Letter writer Jim Simpson very eloquently described the foundation and importance of the free press we enjoy in the USA. He quoted the First Amendment, which mandates that "Congress shall make no law ... abridging the freedom of speech, or of the press ..."
From that point on, Mr. Simpson went off the rails, claiming that today's press "has self-destructed into a shadow of its former self." He said the press has become an agent of the liberal agenda.
Mr. Simpson misses the point of a free press. It would not be a free press if writers could not express their opinions, pro or con on any subject.

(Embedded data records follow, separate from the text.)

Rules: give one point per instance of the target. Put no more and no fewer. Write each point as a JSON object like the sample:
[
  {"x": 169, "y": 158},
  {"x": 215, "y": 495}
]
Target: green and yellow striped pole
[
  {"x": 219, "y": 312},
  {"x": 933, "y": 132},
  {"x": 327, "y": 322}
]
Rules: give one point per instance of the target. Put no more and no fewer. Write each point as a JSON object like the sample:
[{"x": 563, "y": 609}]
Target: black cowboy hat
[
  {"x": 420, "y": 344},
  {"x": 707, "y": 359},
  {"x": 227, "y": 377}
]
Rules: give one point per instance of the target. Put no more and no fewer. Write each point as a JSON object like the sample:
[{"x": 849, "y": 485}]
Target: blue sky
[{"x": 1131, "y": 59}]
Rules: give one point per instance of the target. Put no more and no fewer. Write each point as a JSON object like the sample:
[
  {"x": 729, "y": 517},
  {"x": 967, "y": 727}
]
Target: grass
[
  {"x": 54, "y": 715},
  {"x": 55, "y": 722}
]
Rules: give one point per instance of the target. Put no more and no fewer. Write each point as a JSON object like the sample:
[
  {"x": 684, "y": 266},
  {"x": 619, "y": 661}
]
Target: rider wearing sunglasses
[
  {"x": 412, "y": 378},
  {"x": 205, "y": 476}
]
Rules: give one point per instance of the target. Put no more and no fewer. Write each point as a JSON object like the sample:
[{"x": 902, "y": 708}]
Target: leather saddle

Much has changed since the Bill of Rights was ratified in 1791. We now have radio and television and the Internet, and commentators from all sides of the political spectrum. From my observation, the conservative right is well represented by Rush Limbaugh, Sean Hannity, Tucker Carlson, Laura Ingram, and others.
Mr. Simpson also fails to draw a distinction between news reporting and commentary. A news reporter takes pride in presenting the facts, oftentimes facing a strict deadline. If part of the news story is in error, the news outlet runs a correction.
What are the news media to do when someone like President Trump says on TV that he will build a wall around Colorado, which is 370 miles from the Mexican border? Should they report it, knowing it was a lie? The President later said he was joking, but nobody laughed.
One great advantage of a free country is that we can listen to and read conservative or liberal viewpoints, and draw our own conclusions. Yes, oftentimes those viewpoints are extreme, but they, too, are protected by the First Amendment.
Our forefathers knew what they were doing when they included a free press in the First Amendment. Let's appreciate it, even if we disagree with it.